Lo que esto significa para el líder operativo es que la inteligencia situacional no reemplaza el juicio. Lo informa. Y el juicio, en zonas de conflicto, tiene que estar fundamentado en un principio que ningún protocolo puede obviar: cuando hay duda sobre la seguridad de un desplazamiento, de una operación, de la presencia del equipo en una zona, la duda se resuelve a favor de la seguridad de las personas, no a favor de la continuidad de la operación.
Ese principio, que parece evidente cuando se escribe y mucho menos evidente cuando hay presión de producción, compromisos operativos, contratos que cumplir y clientes que esperan, es el que distingue a las organizaciones que tienen una cultura real de seguridad de las que tienen solo un manual de seguridad.
La inteligencia situacional le da al líder operativo la base de conocimiento para aplicar ese principio con criterio, no con miedo.

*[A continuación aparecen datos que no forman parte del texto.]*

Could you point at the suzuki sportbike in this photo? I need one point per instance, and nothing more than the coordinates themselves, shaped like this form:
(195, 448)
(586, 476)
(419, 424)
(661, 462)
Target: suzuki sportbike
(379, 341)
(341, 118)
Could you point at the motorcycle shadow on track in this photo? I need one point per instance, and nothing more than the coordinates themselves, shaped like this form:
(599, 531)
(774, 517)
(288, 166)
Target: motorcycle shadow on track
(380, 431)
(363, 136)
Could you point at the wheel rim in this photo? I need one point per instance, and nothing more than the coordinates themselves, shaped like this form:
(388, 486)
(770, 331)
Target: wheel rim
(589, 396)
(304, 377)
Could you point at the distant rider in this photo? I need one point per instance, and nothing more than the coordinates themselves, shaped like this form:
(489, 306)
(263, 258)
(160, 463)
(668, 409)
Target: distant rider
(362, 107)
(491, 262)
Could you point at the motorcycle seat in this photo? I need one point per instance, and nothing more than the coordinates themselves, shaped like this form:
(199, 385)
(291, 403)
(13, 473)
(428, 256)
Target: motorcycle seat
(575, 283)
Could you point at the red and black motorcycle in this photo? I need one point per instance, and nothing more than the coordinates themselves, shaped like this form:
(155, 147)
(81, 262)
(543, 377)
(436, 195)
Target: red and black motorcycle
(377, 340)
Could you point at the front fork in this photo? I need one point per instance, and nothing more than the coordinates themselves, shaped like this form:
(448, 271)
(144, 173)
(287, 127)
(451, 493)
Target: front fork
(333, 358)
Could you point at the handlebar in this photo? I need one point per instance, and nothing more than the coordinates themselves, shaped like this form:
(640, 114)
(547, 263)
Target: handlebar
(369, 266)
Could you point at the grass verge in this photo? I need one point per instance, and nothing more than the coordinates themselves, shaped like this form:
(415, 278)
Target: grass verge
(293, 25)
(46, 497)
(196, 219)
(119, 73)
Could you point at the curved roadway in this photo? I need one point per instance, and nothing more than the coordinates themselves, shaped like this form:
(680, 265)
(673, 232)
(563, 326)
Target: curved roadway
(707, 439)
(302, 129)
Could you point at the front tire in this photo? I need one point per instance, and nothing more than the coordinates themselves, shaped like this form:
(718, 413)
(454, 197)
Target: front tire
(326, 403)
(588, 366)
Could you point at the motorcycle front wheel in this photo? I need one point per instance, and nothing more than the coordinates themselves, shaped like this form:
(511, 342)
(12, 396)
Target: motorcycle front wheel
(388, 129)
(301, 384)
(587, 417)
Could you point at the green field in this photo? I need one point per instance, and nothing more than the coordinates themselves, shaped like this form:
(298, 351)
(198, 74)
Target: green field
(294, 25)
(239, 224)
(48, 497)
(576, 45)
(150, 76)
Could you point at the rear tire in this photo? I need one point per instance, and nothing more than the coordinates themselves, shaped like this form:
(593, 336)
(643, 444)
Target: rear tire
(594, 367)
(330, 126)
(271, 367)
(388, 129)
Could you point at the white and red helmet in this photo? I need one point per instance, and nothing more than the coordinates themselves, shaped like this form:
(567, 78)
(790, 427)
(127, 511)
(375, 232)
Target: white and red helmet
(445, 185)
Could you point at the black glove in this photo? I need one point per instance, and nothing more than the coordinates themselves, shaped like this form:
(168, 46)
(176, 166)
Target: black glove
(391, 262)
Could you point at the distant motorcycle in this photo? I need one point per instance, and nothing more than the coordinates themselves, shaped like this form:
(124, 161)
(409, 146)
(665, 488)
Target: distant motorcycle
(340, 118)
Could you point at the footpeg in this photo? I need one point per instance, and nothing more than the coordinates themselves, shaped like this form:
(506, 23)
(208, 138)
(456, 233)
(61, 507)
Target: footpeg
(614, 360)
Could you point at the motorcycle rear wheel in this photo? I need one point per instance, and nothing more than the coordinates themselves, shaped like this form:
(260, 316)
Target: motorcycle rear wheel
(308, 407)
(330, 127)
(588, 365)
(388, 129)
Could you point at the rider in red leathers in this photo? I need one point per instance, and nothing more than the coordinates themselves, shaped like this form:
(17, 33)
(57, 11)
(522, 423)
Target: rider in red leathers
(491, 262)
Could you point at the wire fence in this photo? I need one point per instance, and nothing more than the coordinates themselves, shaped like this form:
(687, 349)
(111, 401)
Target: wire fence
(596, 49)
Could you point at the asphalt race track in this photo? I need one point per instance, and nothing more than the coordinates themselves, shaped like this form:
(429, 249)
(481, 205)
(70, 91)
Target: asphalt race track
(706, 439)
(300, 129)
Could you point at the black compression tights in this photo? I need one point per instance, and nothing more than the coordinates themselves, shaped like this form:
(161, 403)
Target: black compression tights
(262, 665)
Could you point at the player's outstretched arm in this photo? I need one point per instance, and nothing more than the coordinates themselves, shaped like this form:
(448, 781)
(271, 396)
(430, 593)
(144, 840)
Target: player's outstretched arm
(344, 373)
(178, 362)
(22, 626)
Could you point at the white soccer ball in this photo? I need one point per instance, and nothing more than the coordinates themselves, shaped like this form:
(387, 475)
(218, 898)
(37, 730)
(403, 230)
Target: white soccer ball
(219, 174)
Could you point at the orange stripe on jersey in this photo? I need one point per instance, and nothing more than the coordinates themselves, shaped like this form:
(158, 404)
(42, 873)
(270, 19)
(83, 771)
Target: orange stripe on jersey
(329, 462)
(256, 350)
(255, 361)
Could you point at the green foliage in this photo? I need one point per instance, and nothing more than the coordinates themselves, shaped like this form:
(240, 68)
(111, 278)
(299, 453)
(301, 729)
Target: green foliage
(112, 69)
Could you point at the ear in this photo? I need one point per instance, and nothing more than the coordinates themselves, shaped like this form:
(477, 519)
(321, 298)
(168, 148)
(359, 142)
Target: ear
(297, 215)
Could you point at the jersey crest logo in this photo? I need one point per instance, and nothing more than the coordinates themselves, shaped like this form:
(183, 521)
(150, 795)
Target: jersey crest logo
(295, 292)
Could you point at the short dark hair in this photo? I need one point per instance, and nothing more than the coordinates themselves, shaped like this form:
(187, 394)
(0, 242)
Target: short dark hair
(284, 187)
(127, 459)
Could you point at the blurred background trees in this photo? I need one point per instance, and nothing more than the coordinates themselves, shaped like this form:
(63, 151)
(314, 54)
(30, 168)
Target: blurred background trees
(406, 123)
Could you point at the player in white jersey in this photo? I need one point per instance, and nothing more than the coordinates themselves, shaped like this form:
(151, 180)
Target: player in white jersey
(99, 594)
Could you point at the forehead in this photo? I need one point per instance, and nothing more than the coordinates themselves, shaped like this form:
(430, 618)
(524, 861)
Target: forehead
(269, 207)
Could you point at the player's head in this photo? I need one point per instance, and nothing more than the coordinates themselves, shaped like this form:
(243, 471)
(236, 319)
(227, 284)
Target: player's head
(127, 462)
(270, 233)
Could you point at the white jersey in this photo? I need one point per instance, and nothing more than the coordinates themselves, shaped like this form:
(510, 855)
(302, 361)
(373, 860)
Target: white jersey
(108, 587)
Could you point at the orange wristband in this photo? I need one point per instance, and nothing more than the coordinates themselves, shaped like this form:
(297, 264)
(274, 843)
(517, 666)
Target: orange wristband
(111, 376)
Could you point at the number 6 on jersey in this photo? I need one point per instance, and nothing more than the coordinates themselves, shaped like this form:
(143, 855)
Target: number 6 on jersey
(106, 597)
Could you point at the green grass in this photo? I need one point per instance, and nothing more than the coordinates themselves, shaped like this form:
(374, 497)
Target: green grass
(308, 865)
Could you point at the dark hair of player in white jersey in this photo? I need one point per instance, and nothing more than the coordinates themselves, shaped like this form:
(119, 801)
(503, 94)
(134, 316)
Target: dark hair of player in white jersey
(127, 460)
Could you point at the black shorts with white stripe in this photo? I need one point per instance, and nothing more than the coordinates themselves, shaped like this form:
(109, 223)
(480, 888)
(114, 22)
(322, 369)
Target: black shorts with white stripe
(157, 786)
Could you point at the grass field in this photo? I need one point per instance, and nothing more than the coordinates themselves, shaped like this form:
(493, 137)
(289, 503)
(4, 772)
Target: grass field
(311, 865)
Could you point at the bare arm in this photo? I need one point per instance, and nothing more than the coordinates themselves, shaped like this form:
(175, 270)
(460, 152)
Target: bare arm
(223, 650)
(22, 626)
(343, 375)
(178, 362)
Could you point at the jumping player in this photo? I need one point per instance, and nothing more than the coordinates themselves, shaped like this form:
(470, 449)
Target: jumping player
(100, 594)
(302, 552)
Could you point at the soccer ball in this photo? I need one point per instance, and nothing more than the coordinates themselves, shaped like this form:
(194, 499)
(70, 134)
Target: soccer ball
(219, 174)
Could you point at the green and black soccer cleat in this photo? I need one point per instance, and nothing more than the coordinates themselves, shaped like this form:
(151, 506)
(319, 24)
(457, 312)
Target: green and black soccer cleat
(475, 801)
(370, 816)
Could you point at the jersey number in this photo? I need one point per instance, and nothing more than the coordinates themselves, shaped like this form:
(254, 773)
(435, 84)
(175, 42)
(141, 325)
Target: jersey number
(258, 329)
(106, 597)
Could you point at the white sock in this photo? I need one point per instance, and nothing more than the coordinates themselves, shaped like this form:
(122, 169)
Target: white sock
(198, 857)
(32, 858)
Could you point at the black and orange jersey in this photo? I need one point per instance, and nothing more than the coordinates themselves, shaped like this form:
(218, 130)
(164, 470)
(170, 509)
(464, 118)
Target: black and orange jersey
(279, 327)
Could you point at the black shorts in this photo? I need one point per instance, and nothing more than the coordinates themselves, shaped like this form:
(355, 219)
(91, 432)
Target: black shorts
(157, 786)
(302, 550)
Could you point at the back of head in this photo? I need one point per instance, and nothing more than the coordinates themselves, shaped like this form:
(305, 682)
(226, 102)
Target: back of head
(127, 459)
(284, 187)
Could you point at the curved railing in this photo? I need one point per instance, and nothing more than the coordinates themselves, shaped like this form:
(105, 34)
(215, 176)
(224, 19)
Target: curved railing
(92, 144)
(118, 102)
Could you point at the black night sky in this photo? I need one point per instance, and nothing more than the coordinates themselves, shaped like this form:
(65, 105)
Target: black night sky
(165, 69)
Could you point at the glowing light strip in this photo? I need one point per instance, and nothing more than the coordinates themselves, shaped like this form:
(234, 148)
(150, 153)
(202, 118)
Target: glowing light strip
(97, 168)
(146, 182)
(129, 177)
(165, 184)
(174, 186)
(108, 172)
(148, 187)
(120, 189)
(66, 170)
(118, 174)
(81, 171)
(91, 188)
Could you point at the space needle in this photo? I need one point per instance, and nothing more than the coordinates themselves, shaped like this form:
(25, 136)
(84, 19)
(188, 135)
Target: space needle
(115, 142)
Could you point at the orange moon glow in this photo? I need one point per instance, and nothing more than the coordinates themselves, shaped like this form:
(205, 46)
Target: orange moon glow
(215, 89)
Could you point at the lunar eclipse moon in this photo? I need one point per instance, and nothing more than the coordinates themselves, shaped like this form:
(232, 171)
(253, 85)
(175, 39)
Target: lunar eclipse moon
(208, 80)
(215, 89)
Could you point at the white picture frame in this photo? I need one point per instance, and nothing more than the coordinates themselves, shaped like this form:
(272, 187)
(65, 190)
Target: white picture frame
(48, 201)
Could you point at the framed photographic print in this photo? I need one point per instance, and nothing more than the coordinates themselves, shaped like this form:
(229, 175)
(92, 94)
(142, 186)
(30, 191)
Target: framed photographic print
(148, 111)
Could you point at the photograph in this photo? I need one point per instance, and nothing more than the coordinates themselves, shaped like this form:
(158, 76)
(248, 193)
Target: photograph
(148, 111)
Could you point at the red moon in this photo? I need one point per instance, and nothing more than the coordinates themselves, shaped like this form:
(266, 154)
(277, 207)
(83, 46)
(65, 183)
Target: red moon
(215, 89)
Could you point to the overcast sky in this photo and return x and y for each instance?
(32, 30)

Para saber cuándo la duda está fundada en señales reales y cuándo es solo ansiedad por el entorno.
Para poder decirle a su equipo: "Hoy no salimos, y esto es lo que sabemos que justifica esa decisión".
Esa conversación: honesta, fundamentada, respetuosa de la inteligencia del trabajador que también percibe el entorno y también merece saber por qué las decisiones se toman, es el destino final de cualquier sistema de monitoreo que valga la pena construir. No el dashboard en la oficina de Bogotá. No el informe que nadie lee. La conversación entre un líder y su equipo, antes de que salga al campo, en la que la información disponible sobre el entorno se convierte en una decisión colectiva que protege vidas.
En Colombia, hoy, esa conversación ocurre cada mañana en decenas de campos y proyectos.
“Briefing de seguridad diario”: La pregunta que esta reflexión busca responder es si ocurre con la información correcta, con el tiempo suficiente y con el respaldo organizacional que merece.